A(H1N1)-Pregnant Women:What Are Your Risk?

Pregnant Women : What Are Your Risk?

Considerations for Pregnant Women who are More likely to be Exposed to Novel H1N1 Flu at work: Information for Women in Education, Child Care, and Health Care

This information is for pregnant women who work in jobs where they are more likely to be exposed to people with confirmed, probable, or suspected novel H1N1 virus infection.

Schools and child care workers

Pregnant women working in school settings (e.g. teachers, day care workers) should follow the same guidance as non-pregnant school workers and the general public.

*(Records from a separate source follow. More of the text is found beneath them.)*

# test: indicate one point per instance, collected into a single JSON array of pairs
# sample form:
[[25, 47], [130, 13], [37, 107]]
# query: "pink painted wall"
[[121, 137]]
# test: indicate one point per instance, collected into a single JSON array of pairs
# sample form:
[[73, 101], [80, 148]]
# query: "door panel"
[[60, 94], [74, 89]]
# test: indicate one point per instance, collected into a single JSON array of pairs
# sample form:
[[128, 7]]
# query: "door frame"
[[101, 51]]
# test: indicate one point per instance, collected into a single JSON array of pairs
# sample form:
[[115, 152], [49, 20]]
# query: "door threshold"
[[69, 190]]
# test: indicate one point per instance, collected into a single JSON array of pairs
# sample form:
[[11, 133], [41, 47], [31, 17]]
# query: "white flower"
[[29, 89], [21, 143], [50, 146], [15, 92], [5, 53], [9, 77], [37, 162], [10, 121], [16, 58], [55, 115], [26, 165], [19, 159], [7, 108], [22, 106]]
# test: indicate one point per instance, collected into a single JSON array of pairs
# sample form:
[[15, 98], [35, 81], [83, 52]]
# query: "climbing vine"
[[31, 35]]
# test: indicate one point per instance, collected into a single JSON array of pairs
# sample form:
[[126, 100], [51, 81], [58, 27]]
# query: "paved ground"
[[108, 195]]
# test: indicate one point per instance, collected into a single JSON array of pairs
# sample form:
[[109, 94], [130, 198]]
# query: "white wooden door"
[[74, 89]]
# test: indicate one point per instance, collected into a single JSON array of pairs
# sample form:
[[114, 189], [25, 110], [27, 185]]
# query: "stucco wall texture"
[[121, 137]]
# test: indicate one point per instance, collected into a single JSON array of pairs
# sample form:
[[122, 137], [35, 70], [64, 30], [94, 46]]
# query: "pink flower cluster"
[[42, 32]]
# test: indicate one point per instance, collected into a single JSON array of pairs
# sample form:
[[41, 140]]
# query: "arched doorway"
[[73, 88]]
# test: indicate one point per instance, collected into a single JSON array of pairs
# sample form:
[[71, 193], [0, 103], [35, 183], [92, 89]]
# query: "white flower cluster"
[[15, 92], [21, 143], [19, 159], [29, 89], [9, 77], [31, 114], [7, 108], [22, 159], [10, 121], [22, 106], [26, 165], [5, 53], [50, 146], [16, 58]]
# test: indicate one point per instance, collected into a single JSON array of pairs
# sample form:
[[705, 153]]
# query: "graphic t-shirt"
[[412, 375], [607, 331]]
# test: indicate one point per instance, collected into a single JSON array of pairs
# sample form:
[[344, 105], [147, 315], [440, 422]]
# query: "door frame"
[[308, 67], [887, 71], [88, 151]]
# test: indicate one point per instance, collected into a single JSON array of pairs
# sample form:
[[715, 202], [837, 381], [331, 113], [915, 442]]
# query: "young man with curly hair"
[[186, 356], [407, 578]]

All health care workers in direct patient care, including pregnant women, should follow standard precautions with all patients, regardless of infection status. Health care workers treating patients with suspected or known illness easily transmitted by contact, droplet, or airborne transmission (e.g. influenza viruses) should do a risk assessment to determine the type of transmission-based precautions needed. Contact, droplet, or airborne precautions may be indicated

Pregnant women who will likely be in direct contact with patients with confirmed, probable, or suspected influenza A (H1N1) (e.g., a nurse, physician, or respiratory therapist caring for hospitalized patients), should consider reassignment to lower-risk activities, such as telephone triage.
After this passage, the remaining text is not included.